Deux marchands concurrents ne peuvent légalement convenir ensemble de fermer leur commerce le lundi matin pour éviter de nuire aux affaires de l’autre, sous peine d’amende ou d’emprisonnement. L’Association québécoise de la quincaillerie et des matériaux de construction (AQMAT) l’a appris à ses dépens.

Depuis plusieurs mois, l’AQMAT et son président, Richard Darveau, militent pour une réduction des heures d’ouverture afin de permettre aux marchands et à leurs employés de souffler un peu, dans un contexte où l’on manque cruellement de personnel. L’idée que deux marchands décident ensemble d’avoir des heures d’ouverture similaires a été évoquée.

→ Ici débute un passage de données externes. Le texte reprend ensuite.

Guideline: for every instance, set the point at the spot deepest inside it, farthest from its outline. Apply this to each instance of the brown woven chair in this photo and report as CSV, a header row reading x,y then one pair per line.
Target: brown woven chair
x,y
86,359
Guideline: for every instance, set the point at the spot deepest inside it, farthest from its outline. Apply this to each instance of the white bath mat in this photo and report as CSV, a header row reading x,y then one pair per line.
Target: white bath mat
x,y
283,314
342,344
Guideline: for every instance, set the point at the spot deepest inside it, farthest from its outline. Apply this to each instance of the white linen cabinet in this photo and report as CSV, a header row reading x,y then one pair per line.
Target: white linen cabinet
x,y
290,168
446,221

Or, cette pratique est illégale. Le Bureau de la concurrence a avisé M. Darveau qu’il était passible d’une amende pouvant aller jusqu’à 25 millions de dollars ou encore d’une peine de prison s’il encourageait ses membres à s’entendre sur des heures d’ouverture communes.

PHOOT FOURINE PAR L’AQMAT

Richard Darveau, président de l’Association québécoise de la quincaillerie et des matériaux de construction

« S’entendre à l’amiable entre commerces concurrents pour convenir du même horaire aurait pu être une option tacite [dans le dossier sur les heures d’ouverture], mais le Bureau de la concurrence a récemment statué qu’une telle collaboration relevait de la collusion, aussi illégale et passible d’amende et de prison que le fait de fixer ensemble des prix », a écrit M. Darveau en début de semaine, dans une lettre adressée aux différents partis politiques afin de les interpeller sur l’importance que le gouvernement modifie la loi sur les heures d’ouverture des commerces.

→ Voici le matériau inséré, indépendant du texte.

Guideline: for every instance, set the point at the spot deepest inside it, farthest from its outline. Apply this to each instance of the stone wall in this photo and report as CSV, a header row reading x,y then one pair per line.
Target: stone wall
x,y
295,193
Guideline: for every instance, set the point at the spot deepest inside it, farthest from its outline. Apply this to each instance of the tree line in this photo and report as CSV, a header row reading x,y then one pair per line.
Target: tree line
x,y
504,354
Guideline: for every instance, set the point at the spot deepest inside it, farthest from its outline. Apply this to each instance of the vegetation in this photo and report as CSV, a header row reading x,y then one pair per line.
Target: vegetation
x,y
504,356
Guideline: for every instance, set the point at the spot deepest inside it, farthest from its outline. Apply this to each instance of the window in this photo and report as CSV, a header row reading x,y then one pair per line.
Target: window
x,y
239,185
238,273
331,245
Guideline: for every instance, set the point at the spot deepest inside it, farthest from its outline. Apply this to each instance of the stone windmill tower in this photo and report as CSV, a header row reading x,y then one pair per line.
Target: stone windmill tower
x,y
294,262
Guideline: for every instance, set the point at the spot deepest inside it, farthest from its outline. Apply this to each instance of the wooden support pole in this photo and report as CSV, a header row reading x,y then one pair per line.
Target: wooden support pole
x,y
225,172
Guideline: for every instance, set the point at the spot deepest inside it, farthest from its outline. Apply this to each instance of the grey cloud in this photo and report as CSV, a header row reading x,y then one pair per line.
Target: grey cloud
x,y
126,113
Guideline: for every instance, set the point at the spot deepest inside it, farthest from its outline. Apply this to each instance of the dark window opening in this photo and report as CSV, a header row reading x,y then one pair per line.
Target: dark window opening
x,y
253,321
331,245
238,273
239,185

Retour en arrière. En août 2021, le Bureau de la concurrence a fait part de ses « inquiétudes » au président de l’AQMAT à propos des « actions envisagées » par l’organisation pour engager un débat de fond sur les heures d’ouverture des magasins.

« Une entente entre concurrents visant à restreindre et à coordonner leurs affaires soulèverait des préoccupations en vertu de l’article 45 de la Loi [sur la concurrence] », peut-on lire dans une lettre que le Bureau de la concurrence a envoyée à M. Darveau.

« Quiconque commet cette infraction encourt une amende maximale de 25 millions de dollars et un emprisonnement maximal de 14 ans, ou l’une de ces peines », ajoute-t-on également. La lettre rappelle que, en plus des concurrents, une partie qui « encourage ou conseille les autres à le faire » risque également d’être tenue « criminellement responsable ».

Dans un courriel envoyé à La Presse, la porte-parole du Bureau de la concurrence, Marie-Christine Vézina, n’a pas voulu se prononcer sur ce cas spécifique puisque « le Bureau mène ses travaux de manière confidentielle ». Elle a toutefois rappelé qu’il était illégal pour deux entreprises « de fixer les prix, d’attribuer des ventes, des territoires, des clients ou des marchés, de réduire ou d’éliminer la fourniture d’un produit ou service ou de truquer des offres ».

En entrevue, M. Darveau estime qu’il s’agit d’une interprétation « assez élastique » de ce qu’est la collusion.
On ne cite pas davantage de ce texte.